Because I have a weekly soapbox to complain about whatever I want to complain about, when I received Cam’s e-mail urging me to talk about “What do you hate about the bike industry?” I kept it simple and assumed my throwaway lines would just blend into the weeds. Because there is always danger when you explicitly talk about things that you don’t like or that you think need to be fixed. There is always somebody who won’t agree and the very fact that you are talking in negatives opens you up to criticism. This is a thing that I have learned.

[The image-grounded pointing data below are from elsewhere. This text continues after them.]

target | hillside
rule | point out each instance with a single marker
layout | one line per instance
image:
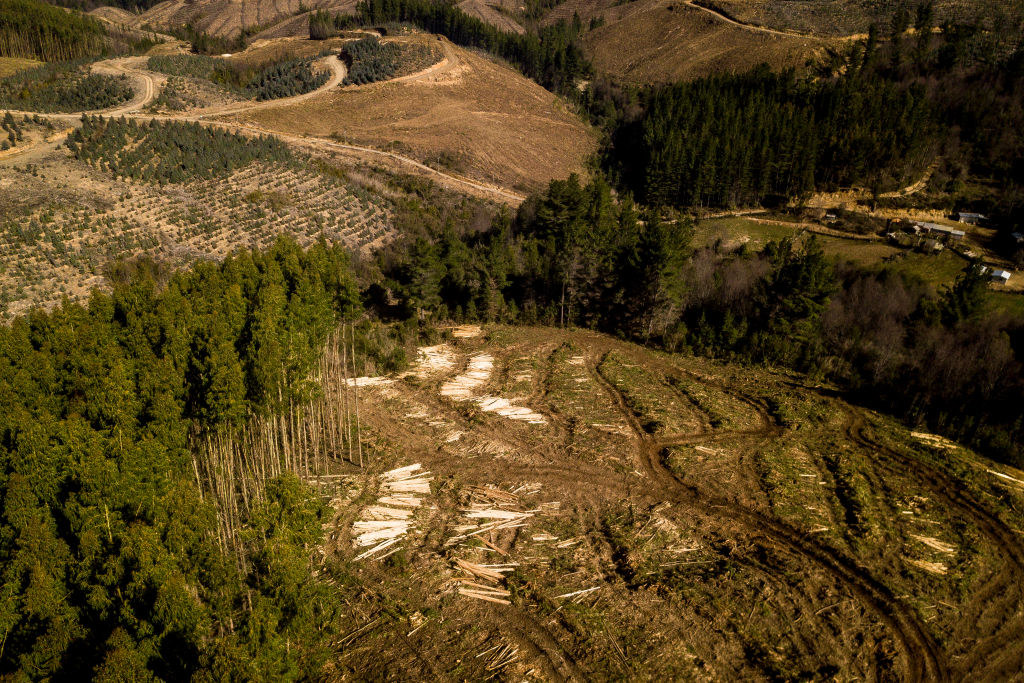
(664, 517)
(662, 41)
(469, 115)
(843, 17)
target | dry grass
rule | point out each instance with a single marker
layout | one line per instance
(663, 41)
(472, 117)
(837, 17)
(496, 12)
(10, 66)
(226, 17)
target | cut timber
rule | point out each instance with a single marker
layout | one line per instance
(466, 331)
(480, 596)
(935, 544)
(477, 373)
(376, 549)
(433, 359)
(401, 472)
(492, 572)
(931, 567)
(401, 501)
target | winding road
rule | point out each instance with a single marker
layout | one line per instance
(146, 90)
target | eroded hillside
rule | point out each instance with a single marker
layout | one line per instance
(589, 509)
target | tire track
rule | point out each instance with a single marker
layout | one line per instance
(923, 659)
(1007, 590)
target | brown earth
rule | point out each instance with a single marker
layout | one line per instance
(472, 116)
(685, 520)
(842, 17)
(227, 17)
(663, 41)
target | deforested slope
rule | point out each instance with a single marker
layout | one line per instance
(467, 115)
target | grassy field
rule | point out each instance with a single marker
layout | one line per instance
(936, 269)
(673, 519)
(470, 116)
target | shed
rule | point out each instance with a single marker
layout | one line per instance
(971, 218)
(944, 230)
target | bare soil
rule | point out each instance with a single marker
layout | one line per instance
(684, 520)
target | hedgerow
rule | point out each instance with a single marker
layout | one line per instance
(66, 87)
(168, 152)
(283, 79)
(370, 60)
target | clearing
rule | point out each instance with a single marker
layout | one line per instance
(669, 518)
(470, 117)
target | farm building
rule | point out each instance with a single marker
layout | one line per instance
(997, 275)
(971, 218)
(943, 230)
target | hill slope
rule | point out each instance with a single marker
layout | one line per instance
(657, 517)
(468, 114)
(663, 41)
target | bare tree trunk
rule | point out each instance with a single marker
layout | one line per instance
(355, 397)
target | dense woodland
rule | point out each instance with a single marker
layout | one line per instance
(266, 81)
(38, 31)
(112, 563)
(577, 256)
(551, 55)
(62, 87)
(875, 116)
(168, 152)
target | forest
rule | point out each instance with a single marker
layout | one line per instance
(266, 81)
(168, 152)
(551, 55)
(369, 60)
(112, 565)
(576, 256)
(747, 140)
(872, 116)
(62, 87)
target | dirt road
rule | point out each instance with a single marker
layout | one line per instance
(146, 90)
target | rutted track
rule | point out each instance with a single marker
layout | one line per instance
(923, 659)
(1007, 588)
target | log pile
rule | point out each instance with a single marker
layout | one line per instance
(384, 524)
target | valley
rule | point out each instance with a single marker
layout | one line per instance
(679, 517)
(545, 341)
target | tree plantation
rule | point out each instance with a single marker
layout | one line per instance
(267, 81)
(37, 30)
(62, 87)
(168, 152)
(112, 560)
(875, 115)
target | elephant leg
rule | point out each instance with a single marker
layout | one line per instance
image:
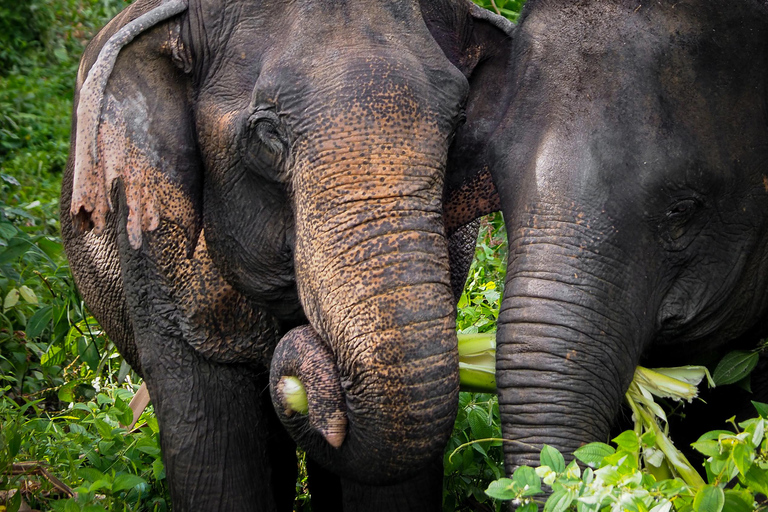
(461, 251)
(422, 493)
(200, 344)
(281, 450)
(324, 487)
(213, 432)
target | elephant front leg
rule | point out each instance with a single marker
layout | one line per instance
(422, 493)
(203, 349)
(214, 434)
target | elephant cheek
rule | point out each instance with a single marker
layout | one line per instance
(303, 364)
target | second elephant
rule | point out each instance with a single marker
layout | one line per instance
(630, 160)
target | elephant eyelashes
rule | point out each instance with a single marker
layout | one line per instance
(264, 147)
(676, 222)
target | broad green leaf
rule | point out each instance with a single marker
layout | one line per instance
(735, 366)
(709, 498)
(158, 469)
(560, 500)
(90, 474)
(125, 481)
(53, 356)
(94, 508)
(628, 441)
(501, 489)
(11, 299)
(592, 454)
(762, 409)
(735, 501)
(14, 502)
(67, 391)
(89, 353)
(756, 479)
(479, 423)
(527, 481)
(7, 230)
(102, 483)
(104, 429)
(551, 457)
(709, 447)
(742, 456)
(39, 321)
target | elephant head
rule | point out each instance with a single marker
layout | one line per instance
(240, 168)
(630, 164)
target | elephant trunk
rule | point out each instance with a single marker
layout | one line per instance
(568, 339)
(373, 274)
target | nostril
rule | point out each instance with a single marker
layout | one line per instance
(293, 395)
(305, 380)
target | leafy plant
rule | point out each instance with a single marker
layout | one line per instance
(612, 478)
(96, 463)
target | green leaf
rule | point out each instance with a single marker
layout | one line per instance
(709, 498)
(11, 299)
(158, 469)
(627, 441)
(90, 475)
(39, 321)
(7, 230)
(553, 458)
(735, 366)
(104, 429)
(560, 500)
(28, 294)
(762, 409)
(757, 479)
(14, 502)
(89, 353)
(479, 423)
(592, 454)
(67, 391)
(526, 479)
(735, 501)
(94, 508)
(501, 489)
(743, 455)
(125, 481)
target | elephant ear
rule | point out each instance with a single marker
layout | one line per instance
(132, 123)
(477, 42)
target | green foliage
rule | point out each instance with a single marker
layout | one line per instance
(87, 450)
(479, 303)
(615, 479)
(510, 9)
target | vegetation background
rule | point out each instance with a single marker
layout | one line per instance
(64, 390)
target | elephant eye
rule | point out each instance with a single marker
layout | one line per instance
(676, 221)
(264, 146)
(682, 210)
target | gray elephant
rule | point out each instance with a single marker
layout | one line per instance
(242, 168)
(630, 161)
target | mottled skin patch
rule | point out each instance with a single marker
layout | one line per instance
(303, 354)
(235, 171)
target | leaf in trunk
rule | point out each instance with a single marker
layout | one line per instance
(735, 366)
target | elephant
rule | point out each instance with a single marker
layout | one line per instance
(629, 160)
(241, 169)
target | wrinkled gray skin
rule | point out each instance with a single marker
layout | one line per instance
(630, 162)
(254, 166)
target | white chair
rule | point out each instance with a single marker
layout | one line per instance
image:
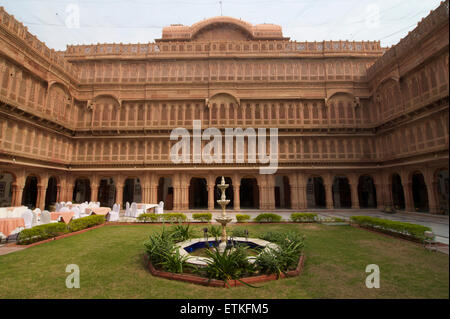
(160, 208)
(46, 218)
(28, 218)
(76, 211)
(36, 217)
(113, 215)
(133, 210)
(127, 209)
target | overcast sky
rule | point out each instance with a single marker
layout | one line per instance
(62, 22)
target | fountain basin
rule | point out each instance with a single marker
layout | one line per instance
(188, 246)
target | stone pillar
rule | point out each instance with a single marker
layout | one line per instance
(270, 191)
(119, 194)
(328, 183)
(59, 194)
(210, 196)
(354, 192)
(40, 200)
(409, 200)
(433, 205)
(94, 192)
(236, 196)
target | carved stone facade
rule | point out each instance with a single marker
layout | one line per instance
(360, 126)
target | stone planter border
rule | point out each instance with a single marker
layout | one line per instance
(195, 279)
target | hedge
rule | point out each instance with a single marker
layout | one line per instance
(173, 217)
(204, 217)
(148, 217)
(303, 217)
(166, 217)
(268, 218)
(85, 222)
(41, 232)
(408, 229)
(242, 218)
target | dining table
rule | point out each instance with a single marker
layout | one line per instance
(98, 210)
(65, 216)
(8, 225)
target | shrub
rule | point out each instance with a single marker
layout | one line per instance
(303, 217)
(41, 232)
(173, 217)
(148, 218)
(86, 222)
(180, 232)
(215, 231)
(204, 217)
(239, 232)
(241, 218)
(413, 230)
(268, 218)
(231, 264)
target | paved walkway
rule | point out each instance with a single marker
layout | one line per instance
(438, 223)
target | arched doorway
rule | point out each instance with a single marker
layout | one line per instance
(282, 192)
(419, 190)
(107, 192)
(249, 193)
(398, 196)
(81, 191)
(132, 190)
(165, 192)
(29, 196)
(366, 192)
(198, 193)
(315, 193)
(51, 192)
(442, 191)
(342, 197)
(228, 192)
(6, 188)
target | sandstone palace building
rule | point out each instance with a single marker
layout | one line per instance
(359, 125)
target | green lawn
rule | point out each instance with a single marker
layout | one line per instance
(111, 266)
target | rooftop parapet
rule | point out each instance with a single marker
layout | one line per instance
(16, 28)
(236, 47)
(437, 18)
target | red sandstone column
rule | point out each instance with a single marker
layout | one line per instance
(210, 196)
(40, 201)
(236, 198)
(119, 195)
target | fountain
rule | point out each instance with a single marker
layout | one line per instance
(223, 219)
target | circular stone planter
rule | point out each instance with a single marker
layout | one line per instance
(185, 247)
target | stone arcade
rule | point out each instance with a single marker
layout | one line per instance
(359, 126)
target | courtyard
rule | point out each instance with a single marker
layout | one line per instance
(111, 266)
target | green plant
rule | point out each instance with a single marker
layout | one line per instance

As I wrote this, we were two rounds into that series and six people had chimed in to express their opinions. I took the easy way out and talked about nothing. Four other dudes provided…I don’t know…something. And one person dug deep and provided something worthy of discussion. And you could tell that thoughts were provoked. This was not something that a lot of people had thought about and it was exactly the kind of thing that I wish I could produce on a consistent basis. Not everybody agreed, but it was a well thought out opinion and people appreciated its expression. Except for one foul-mouthed troll.
It was difficult to know how to respond in the moment. Something needed to be said, but it became obvious that engaging wasn’t helping in any way and it degenerated into terribleness*. But something needs to be said. To respond to various things that were said…
1 – I speak for myself, but I’m going to go out on a limb and suggest that nobody at NSMB thinks it’s funny when any commenter attacks anybody on a personal level for any reason. Nobody at NSMB wants this and nobody thinks it’s funny. It’s no different if it’s a man or a woman.
2 – If you don’t like the opinion, attack the opinion. If you resort to personal attacks, you suck and you shouldn’t be a part of the conversation. You ill-mannered skid mark. (Sorry. It just gets out sometimes.)
3 – I don’t think any man would ever have to go to such lengths to defend their opinion and justify their having one. This makes me sad.
I hate having to wade through bullshit like this. I can’t imagine having something so pointed directed right at me, due to my ambition to express an opinion. I appreciate that the NSMB community stepped in to try to reason through this episode. But there is no reasoning with somebody like this. I think all you can do is point out that the person is being disrespectful and let them hang by their own words. And then in an article a week later, tell them to go fuck themselves and explain that you wish there was a way that you could prevent them from fouling your beloved website with their dirty little troll eyes and their shit-covered fingers. If this is how you choose to argue with somebody who has something to say that you don’t like then fuck right off because we’re not interested in hearing from you or your ilk.
*I must say, though, NSMB.com terribleness is pretty minor in the grand scheme of things. So…good job everybody?